Inorganic elements, including d-block metals and diverse p-block members, are essential catalytic cofactors of fundamental importance in biology. Preference for covalent bonding or the sheer over-abundance of potential ligands in biological fluids ensures these elements are found either bound to or coordinated within biological macromolecules. These elements shape local chemical environment and determine reactivity availability of biometals across cellular environments. Traditionally, characterisation of specific metal-ligand species requires isolation of the complex, necessitating disruption of biological systems despite the attendant risk of mismetallation and loss of biochemical context. Despite the confounding potential of typical preparation methodologies, the tools available to study biological coordination chemistry in situ have remained limited. Explosion of high-energy-resolution fluorescence detection techniques in X-ray spectroscopy coupled with the synergy between synchrotron-based X-ray fluorescence microscopy (XFM) and X-ray absorption near edge structure (XANES) spectroscopy represent powerful analytical approaches for studying bioinorganic chemistry.

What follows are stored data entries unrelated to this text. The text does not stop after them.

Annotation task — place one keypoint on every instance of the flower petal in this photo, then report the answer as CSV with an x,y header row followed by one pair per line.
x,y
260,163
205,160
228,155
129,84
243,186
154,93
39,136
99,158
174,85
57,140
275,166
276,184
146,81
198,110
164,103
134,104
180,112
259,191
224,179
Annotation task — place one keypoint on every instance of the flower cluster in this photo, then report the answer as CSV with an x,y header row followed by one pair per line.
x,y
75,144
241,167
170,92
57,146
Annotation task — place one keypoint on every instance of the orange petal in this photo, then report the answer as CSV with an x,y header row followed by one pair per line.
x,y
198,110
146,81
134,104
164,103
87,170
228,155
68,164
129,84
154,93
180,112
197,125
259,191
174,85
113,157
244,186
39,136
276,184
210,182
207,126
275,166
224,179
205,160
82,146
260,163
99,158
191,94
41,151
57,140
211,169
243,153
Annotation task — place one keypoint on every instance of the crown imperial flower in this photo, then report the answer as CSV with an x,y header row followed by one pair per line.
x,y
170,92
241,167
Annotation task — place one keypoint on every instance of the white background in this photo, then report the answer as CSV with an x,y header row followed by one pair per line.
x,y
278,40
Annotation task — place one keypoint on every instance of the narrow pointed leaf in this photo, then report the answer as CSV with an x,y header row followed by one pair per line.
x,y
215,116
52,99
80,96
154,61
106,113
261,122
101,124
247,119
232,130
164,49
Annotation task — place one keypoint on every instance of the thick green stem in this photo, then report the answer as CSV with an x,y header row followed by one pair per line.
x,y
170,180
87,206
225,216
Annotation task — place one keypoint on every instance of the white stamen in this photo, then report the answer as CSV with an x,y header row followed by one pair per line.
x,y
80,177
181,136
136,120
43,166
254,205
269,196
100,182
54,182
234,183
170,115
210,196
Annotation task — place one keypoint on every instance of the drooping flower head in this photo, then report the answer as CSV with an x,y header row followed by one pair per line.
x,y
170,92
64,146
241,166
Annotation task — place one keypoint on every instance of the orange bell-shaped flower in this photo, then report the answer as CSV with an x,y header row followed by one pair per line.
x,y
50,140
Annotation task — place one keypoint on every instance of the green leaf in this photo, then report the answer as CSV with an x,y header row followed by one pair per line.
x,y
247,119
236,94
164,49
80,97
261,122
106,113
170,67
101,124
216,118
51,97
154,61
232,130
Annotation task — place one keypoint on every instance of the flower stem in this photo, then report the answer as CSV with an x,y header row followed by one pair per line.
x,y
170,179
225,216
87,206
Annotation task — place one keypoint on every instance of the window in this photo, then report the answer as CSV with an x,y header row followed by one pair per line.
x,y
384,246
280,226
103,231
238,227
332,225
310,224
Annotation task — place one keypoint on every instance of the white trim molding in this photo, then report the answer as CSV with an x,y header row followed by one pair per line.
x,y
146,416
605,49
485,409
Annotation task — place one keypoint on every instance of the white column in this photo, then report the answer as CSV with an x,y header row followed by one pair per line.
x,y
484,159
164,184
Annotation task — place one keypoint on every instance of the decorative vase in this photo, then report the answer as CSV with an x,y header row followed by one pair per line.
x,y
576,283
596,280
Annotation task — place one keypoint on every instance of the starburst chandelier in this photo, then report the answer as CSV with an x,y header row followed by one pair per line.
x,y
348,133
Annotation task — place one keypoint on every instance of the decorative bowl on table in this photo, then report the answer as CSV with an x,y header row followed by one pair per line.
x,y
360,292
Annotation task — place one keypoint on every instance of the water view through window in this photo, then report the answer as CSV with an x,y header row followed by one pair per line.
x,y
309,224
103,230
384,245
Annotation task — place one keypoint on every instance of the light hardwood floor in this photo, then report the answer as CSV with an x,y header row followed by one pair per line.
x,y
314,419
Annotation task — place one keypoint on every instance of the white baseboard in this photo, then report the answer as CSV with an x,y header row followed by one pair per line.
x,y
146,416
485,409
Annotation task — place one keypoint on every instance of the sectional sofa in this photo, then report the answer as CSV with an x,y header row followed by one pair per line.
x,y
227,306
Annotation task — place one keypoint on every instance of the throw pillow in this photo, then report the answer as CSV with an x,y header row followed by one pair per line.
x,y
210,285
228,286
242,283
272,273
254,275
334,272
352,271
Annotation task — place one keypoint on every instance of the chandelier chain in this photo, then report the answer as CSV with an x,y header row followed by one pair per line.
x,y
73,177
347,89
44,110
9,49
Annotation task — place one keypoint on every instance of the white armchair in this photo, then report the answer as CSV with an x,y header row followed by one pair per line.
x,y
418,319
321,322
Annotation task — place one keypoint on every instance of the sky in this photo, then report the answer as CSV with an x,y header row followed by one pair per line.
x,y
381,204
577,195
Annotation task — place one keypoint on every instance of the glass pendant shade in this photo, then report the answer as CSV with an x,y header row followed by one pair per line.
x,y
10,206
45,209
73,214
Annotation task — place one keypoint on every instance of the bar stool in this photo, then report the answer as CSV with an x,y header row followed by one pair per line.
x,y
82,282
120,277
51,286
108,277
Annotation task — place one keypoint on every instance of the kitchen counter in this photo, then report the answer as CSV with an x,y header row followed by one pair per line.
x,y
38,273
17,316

Demand to study this suit of elements has encouraged the creation of a new beamline at the Australian Synchrotron. The Medium Energy X-ray Spectroscopy (MEX) beamline will use X-rays in the “medium” energy range of 1.5 to 14 keV to bridge between existing instruments that currently operate at higher, “hard” (>5 keV), lower, "soft" (<2 keV), energy ranges. MEX will offer unique opportunities for synchrotron-based X-ray spectroscopy in the life sciences. In particular access to K-edges of sulphur through selenium offer opportunities to study local structure, speciation, and chemistry of many important biological compounds, structures and processes. Due to a scarcity of optimized facilities many exciting scientific questions remain to be explored in this energy regime. Such measurements also involve unique experimental challenges.
Using examples and highlighting particular techniques this presentation will introduce MEX to the Australian microscopy and microanalysis community with a particular focus on µMEX, MEX's scanning X-ray microprobe.